In a statement, the Central Board of Direct Taxes (CBDT) said the rules for operationalisation of the provisions of Section 9A of the I-T Act have been inserted in the Income-tax Rules, 1961.
The norms provide for "a pre-approval mechanism under which a fund can seek approval at its option from CBDT, and once approved, benefit of Section 9A would not be denied unless approval is withdrawn under limited circumstances".
From April 1, 2016, the offshore funds will attract a special taxation regime under Section 9A, under which the fund management activity carried out through an eligible fund manager in India would not lead to the residence of the fund in India.
"This is a very important step as it will provide much certainty to offshore funds while at the same time remove any discretion and tax adventurism by tax officers," Nangia & Co Partner Rahul Jain said.
Section 9A of the I-T Act facilitated location of fund managers of offshore funds in India without Indian tax implications subject to certain conditions mentioned in the said section.
The rules also say that even if a fund is not diversified during the first 18 months or at the time of closure, it can still avail of tax break.

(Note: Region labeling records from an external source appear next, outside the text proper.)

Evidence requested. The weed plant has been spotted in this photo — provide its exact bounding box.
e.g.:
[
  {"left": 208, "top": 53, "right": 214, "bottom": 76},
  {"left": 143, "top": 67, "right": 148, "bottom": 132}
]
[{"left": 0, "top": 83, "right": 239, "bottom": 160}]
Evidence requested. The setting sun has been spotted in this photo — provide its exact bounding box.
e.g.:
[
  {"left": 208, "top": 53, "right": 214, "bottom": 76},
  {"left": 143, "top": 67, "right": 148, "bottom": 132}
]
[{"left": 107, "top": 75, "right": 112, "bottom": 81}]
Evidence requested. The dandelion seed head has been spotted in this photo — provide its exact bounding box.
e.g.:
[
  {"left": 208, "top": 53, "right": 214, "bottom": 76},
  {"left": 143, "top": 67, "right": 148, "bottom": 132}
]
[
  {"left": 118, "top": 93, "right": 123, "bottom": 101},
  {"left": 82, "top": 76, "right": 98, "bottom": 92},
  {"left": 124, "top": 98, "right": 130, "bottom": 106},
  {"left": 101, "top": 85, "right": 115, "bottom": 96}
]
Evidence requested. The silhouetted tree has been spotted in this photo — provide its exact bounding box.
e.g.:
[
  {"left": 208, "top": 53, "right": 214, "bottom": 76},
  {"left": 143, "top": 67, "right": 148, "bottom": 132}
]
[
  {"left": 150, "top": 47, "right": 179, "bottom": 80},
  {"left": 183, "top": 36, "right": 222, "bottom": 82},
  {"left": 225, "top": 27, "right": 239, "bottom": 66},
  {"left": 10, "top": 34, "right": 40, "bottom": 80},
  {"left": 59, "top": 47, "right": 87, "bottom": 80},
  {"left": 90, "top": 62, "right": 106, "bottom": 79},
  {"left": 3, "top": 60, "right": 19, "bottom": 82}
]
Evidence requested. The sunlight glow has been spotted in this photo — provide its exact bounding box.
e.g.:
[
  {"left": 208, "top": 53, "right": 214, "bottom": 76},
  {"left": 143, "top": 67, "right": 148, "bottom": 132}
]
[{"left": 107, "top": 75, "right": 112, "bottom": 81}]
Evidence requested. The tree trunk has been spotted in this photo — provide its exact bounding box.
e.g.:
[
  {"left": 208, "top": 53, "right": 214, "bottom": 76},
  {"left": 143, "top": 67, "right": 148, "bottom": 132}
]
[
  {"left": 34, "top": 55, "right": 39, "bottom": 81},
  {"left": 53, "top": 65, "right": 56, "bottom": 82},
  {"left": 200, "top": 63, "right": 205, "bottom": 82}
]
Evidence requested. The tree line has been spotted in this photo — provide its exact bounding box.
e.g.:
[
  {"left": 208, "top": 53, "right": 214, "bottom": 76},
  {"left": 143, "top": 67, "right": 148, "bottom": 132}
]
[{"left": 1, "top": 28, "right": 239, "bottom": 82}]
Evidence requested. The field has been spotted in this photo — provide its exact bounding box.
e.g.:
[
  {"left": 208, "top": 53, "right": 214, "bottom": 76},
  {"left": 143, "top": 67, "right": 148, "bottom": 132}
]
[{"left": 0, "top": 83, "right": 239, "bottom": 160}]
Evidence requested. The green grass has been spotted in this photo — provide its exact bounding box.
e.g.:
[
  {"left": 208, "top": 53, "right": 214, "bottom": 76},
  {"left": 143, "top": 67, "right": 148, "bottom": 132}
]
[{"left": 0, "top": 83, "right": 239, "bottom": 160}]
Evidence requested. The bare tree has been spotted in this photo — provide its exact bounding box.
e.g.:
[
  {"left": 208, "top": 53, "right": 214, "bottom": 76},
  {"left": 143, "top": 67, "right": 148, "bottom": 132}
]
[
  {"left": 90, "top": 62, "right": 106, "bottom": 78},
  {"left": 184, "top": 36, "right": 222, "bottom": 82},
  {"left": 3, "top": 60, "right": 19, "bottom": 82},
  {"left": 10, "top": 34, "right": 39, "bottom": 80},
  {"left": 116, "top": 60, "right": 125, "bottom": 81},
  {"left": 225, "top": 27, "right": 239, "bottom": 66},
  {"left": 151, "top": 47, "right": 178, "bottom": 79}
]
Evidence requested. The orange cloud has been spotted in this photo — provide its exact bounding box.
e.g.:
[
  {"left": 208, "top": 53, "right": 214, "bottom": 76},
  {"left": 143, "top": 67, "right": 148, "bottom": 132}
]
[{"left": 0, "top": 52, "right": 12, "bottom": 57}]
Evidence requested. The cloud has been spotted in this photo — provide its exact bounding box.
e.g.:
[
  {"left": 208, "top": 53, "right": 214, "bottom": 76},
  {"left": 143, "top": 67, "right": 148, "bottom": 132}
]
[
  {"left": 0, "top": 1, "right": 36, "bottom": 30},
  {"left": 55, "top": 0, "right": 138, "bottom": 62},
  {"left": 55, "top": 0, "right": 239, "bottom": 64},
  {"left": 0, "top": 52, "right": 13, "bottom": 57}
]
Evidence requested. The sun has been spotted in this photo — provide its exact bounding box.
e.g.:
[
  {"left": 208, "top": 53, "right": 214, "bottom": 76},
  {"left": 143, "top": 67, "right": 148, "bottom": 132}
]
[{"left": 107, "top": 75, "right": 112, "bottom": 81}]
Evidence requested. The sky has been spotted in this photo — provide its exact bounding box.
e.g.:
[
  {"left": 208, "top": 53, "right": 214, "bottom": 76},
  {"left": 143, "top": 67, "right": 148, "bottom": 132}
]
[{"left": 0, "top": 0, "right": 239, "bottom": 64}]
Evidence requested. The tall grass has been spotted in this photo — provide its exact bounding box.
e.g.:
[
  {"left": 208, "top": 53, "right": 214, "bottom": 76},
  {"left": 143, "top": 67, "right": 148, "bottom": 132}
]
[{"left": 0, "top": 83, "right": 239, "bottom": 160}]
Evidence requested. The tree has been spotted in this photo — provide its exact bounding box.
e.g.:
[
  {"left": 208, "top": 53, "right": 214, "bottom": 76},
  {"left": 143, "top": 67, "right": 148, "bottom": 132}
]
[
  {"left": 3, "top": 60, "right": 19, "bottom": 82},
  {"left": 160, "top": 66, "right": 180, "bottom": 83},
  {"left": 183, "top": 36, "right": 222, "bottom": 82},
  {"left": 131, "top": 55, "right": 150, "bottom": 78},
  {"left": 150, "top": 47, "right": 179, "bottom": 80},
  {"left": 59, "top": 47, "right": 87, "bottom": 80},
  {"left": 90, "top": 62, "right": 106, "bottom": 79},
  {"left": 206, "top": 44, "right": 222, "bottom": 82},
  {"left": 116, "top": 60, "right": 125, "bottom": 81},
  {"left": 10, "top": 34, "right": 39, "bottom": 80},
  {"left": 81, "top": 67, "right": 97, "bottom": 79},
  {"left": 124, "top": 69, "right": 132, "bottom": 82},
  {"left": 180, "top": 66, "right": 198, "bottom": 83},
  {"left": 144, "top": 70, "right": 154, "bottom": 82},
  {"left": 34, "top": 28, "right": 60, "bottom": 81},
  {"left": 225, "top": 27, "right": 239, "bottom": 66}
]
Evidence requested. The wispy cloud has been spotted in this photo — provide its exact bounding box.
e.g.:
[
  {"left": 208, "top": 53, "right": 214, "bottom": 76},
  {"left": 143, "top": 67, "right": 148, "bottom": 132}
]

Further, structures where the fund is owned by an institutional investor and not by broad-based investors directly will no longer be ineligible.
Also, even if the fund manager is paid an arm's length remuneration in 2 out of previous 4 years, the fund will not be disqualified.
The fund management industry has demanded some easing of the rules of Section 9A.
Deloitte Haskins & Sells LLP Partner Rajesh H Gandhi said "CBDT has also introduced an advance ruling mechanism where a fund can approach CBDT and get certainty on whether it will be eligible for the tax exemption".
These rules have been framed keeping in mind industry demand for removing some of the difficult conditions imposed in the 2015 proposals and could now encourage some of the funds to seriously look at setting up shop in India, Gandhi added.
According to EY Financial Services Tax Partner Tejas Desai, the guidelines provide some important clarifications in relation to the qualifying conditions for the fund-like manner of determining resident Indian ownership, permitting look-through approach in determining the number of investors and the like.
Girish Vanvari, National Head of Tax, KPMG in India said the rules clarify that the fund will not be able to own more than 26 per cent in an Indian entity to avail of the exemption.
"One can argue whether the requirement of owning 26 per cent or less in a company is adequate. All in all, a step in the right direction," Vanvari said.